Serverless Providers
Some of the pay per use model serverless providers are listed below
- Microsoft Azure Functions: Microsoft introduced itself into the serverless environment through Azure function following the trend of serverless computing. It allows you to run your custom code on demand without having to worry about where its running or its scalability. Moreover, the runtime of the function is open-source. Microsoft Azure functions provide 400,000 gigabyte-seconds of computing time and 1 million requests which are free of cost each month like AWS lambda. Other than that, following the pay per use model, the customer is debited for what he consumes.
- AWS Lambda: Amazon offers a serverless computing service called AWS Lambda. In this model, the duration is calculated from the time the execution of the code begins until it terminates. The costs for transferring data are also shown in the table above. The expenses are based on the number of bytes for outgoing data transfer.

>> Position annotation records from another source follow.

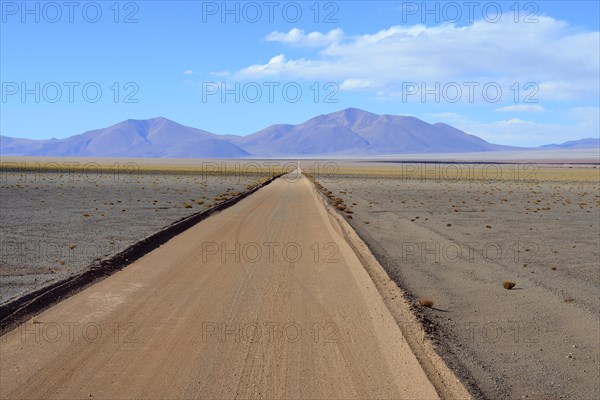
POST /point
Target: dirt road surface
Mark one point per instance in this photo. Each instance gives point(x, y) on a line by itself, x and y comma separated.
point(263, 300)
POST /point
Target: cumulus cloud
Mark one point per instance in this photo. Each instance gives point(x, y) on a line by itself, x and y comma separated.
point(300, 38)
point(562, 62)
point(532, 108)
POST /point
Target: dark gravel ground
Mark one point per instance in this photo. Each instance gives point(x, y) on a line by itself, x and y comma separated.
point(456, 242)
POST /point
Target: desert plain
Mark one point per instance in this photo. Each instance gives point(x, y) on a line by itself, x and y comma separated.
point(449, 235)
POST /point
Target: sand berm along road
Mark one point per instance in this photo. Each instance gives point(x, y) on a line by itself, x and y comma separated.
point(263, 300)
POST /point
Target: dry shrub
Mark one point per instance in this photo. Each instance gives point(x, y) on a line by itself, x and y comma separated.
point(508, 285)
point(426, 302)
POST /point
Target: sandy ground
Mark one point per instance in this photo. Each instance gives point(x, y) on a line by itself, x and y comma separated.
point(265, 299)
point(55, 224)
point(455, 242)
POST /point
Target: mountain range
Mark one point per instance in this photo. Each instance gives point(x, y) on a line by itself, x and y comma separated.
point(350, 132)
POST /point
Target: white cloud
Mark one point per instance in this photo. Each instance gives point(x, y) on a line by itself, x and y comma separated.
point(533, 108)
point(299, 37)
point(561, 61)
point(352, 84)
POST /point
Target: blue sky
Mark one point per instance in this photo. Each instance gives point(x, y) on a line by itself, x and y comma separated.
point(521, 73)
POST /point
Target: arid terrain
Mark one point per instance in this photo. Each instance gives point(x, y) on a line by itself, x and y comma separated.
point(446, 238)
point(453, 233)
point(59, 216)
point(264, 300)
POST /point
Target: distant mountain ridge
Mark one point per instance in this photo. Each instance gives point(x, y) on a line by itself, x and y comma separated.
point(575, 144)
point(350, 132)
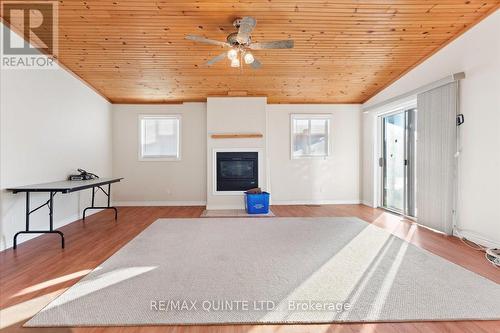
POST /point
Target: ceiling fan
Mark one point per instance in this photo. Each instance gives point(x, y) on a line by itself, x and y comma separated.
point(240, 44)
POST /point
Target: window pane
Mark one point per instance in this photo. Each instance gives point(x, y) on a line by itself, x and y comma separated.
point(300, 137)
point(310, 137)
point(318, 137)
point(160, 137)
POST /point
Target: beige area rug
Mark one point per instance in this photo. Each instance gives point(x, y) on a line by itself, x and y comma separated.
point(232, 213)
point(270, 270)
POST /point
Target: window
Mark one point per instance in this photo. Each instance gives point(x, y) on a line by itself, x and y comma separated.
point(310, 135)
point(159, 137)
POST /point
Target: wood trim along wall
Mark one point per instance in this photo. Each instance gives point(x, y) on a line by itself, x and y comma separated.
point(202, 99)
point(59, 63)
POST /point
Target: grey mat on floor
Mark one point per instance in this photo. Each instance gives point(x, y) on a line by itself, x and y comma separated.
point(271, 270)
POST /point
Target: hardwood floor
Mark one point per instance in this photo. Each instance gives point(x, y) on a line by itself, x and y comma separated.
point(38, 271)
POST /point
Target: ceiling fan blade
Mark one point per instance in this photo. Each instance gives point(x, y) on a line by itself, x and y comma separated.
point(256, 64)
point(202, 39)
point(218, 58)
point(279, 44)
point(247, 24)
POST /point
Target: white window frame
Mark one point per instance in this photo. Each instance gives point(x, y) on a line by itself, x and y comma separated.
point(140, 134)
point(310, 116)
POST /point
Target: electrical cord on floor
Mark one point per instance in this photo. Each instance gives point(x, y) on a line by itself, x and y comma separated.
point(491, 254)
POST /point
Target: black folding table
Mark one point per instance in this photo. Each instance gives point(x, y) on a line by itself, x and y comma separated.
point(64, 186)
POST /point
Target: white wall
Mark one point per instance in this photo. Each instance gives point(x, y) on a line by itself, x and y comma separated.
point(51, 124)
point(477, 53)
point(160, 182)
point(188, 182)
point(333, 180)
point(235, 115)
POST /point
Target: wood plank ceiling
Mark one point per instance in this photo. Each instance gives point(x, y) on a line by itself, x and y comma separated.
point(134, 51)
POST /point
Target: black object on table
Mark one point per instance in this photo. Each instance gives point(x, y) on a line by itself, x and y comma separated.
point(64, 186)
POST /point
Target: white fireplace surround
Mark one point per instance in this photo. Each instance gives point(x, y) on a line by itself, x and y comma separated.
point(260, 166)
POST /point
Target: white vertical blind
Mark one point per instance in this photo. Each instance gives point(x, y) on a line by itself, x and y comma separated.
point(436, 165)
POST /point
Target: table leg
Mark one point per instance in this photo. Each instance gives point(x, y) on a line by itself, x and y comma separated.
point(50, 204)
point(108, 194)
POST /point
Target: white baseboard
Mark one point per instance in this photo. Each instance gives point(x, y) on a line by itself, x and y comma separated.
point(315, 202)
point(9, 242)
point(159, 203)
point(476, 238)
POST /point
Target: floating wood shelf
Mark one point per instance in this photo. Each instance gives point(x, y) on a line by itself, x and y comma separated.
point(237, 136)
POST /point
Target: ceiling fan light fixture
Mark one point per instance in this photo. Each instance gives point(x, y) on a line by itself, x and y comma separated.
point(232, 54)
point(248, 58)
point(235, 62)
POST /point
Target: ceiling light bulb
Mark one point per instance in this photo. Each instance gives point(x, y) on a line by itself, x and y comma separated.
point(232, 54)
point(235, 62)
point(249, 58)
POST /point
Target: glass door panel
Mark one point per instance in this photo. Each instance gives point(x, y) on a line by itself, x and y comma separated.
point(394, 161)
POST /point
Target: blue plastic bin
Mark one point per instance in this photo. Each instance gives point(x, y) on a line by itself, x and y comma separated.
point(257, 203)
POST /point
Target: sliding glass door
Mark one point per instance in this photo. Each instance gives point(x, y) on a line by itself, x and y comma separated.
point(398, 162)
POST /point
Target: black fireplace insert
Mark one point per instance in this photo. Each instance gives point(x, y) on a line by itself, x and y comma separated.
point(237, 171)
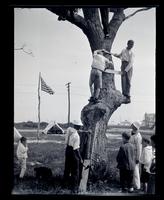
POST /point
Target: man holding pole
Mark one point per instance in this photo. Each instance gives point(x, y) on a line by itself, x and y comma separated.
point(72, 156)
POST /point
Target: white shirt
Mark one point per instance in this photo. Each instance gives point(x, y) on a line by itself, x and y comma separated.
point(99, 61)
point(136, 140)
point(72, 138)
point(21, 151)
point(146, 157)
point(127, 55)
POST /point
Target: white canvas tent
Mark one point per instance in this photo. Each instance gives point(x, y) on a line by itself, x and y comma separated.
point(50, 125)
point(17, 135)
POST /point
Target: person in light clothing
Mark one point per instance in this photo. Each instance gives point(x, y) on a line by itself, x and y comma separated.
point(72, 157)
point(126, 162)
point(22, 155)
point(145, 160)
point(127, 58)
point(136, 140)
point(151, 182)
point(100, 63)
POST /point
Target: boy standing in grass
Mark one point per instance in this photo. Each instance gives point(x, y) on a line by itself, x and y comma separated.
point(22, 155)
point(126, 162)
point(151, 182)
point(145, 160)
point(73, 157)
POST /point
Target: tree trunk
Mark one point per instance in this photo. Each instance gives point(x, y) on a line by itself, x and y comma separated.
point(95, 117)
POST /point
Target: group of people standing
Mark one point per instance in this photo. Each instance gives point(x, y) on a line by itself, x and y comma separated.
point(136, 161)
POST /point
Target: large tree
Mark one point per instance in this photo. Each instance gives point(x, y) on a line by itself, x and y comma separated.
point(96, 116)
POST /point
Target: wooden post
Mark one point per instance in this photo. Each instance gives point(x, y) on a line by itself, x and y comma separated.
point(68, 86)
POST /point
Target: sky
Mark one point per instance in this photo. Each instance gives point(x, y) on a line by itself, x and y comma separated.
point(61, 52)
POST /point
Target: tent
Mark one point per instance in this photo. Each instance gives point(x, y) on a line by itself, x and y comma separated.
point(53, 128)
point(17, 135)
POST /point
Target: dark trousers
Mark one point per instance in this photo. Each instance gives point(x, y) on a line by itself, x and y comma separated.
point(126, 178)
point(104, 18)
point(71, 171)
point(126, 79)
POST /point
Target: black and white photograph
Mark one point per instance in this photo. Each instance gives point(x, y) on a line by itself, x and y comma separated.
point(84, 100)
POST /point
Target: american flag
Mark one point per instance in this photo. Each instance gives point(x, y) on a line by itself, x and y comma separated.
point(45, 87)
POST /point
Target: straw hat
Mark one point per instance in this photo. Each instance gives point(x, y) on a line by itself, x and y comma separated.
point(77, 122)
point(136, 125)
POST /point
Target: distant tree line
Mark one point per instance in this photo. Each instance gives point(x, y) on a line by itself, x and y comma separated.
point(34, 125)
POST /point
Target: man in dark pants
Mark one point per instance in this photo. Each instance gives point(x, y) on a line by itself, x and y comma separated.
point(126, 57)
point(126, 162)
point(72, 157)
point(105, 19)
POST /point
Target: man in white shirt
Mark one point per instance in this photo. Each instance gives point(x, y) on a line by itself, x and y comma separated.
point(127, 58)
point(72, 157)
point(136, 140)
point(100, 63)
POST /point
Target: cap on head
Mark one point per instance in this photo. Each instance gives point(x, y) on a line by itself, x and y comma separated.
point(146, 139)
point(23, 139)
point(77, 123)
point(126, 135)
point(130, 42)
point(136, 125)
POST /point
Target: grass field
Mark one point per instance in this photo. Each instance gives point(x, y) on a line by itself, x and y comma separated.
point(50, 152)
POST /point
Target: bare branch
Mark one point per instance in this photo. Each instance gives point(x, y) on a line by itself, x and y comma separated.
point(76, 20)
point(142, 9)
point(22, 48)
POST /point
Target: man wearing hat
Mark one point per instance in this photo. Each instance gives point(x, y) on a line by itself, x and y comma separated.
point(136, 140)
point(72, 156)
point(126, 163)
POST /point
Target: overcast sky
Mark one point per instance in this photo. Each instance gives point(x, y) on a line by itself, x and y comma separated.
point(62, 54)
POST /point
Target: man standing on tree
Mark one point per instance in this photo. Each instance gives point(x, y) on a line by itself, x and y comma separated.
point(100, 63)
point(72, 157)
point(126, 57)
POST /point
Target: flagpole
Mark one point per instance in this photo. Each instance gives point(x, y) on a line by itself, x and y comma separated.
point(38, 106)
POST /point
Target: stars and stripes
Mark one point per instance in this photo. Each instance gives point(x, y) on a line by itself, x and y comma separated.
point(45, 87)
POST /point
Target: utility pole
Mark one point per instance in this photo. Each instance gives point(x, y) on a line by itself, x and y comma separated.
point(68, 87)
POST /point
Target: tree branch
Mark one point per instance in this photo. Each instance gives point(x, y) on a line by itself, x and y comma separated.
point(22, 48)
point(77, 20)
point(142, 9)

- Google Cloud Functions: Google Cloud Functions support Bitbucket or GitHub as the primary repository for deploying functions. Google Cloud Functions charge the customers for CPU usage in addition to the amount of invocation and allocated memory. Based on function invocation, the allocation of CPU clock cycle may vary.
Conclusion
Serverless platforms certainly prove to be a game changer in the current century. Here rather than very low latency, high-throughput plays the key role. The financial aspect of presenting tasks in a serverless environment make it a convincing way to reduce hosting costs considerably and to increase the pace of time to market for transmission of new features.